GENEVA, Feb 25 (Reuters) - Countries need to prepare immediately for an outbreak of the novel coronavirus so they can respond rapidly when it arrives, a top World Health Organization (WHO) expert said on Tuesday.
“Think the virus is going to show up tomorrow,” Dr. Bruce Aylward, head of the joint WHO-Chinese mission on the outbreak, told reporters on return to Geneva.
“If you don’t think that way, you’re not going to be ready,” he said, saying it was an “incredibly interconnected world”.
Aylward said the public needed to be educated about the issue to ensure their support in the battle to contain the virus. He said 10% of people who come in contact with an infected person contracts the virus.
“Get organised, use the time you are trying to buy well because it is going to save lives,” he said.
Iran’s coronavirus death toll rose to 16, the highest outside China, increasing its international isolation as nations from South Korea to Italy accelerated emergency measures to curb the epidemic’s global spread.

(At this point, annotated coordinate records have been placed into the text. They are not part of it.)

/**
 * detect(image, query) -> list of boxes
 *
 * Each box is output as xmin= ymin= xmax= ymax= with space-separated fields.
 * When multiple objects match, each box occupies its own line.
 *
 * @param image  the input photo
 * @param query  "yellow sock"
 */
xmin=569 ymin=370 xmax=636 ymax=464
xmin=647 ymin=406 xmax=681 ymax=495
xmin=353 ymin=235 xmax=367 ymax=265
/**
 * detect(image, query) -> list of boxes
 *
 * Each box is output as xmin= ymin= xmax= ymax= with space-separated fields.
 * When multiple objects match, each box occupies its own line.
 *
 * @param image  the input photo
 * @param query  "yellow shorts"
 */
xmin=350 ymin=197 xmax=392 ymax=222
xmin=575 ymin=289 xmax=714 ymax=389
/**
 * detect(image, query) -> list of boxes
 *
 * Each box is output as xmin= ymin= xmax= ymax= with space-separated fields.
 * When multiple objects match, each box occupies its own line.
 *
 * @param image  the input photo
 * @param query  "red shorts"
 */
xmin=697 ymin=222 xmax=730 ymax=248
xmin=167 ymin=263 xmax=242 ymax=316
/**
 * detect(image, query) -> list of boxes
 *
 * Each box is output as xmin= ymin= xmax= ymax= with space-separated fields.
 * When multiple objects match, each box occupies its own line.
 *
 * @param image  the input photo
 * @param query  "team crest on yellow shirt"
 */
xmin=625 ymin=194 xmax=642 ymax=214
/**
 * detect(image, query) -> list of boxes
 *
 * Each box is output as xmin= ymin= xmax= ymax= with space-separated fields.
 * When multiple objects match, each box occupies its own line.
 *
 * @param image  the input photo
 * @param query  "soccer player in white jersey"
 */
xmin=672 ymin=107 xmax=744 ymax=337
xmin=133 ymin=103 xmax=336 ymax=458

Aylward said China’s “extraordinary mobilisation” to handle the outbreak showed how an aggressive public health policy, including large quarantines, could curb the spread.
Authorities should prepare hospital beds, isolation zones, respirators and oxygen for severe cases, he said. Plans should be in place to transport and test suspected victims of the disease that has sickened tens of thousands of people.
“China knows how to keep people alive,” Aylward said.
Referring to his two-week visit to Beijing and three other provinces, including Hubei and the epidemic’s centre, the city of Wuhan, he said: “It is staggering. Every person you talk to there has a sense of responsibility, they are mobilised like in a war against this virus.”
Asked whether known cases might be the tip of the iceberg, he said: “Probably we are not missing a huge amount (of cases).”
Regarding the infection of more than 3,000 Chinese health workers, Aylward said: “Most health care workers got infected in the community, not in the health care work.”
“Are they taking it seriously? Absolutely. Are they good at it? Absolutely. Are the numbers coming down? Absolutely, in terms of health care worker infections. And that’s a good news story,” he added.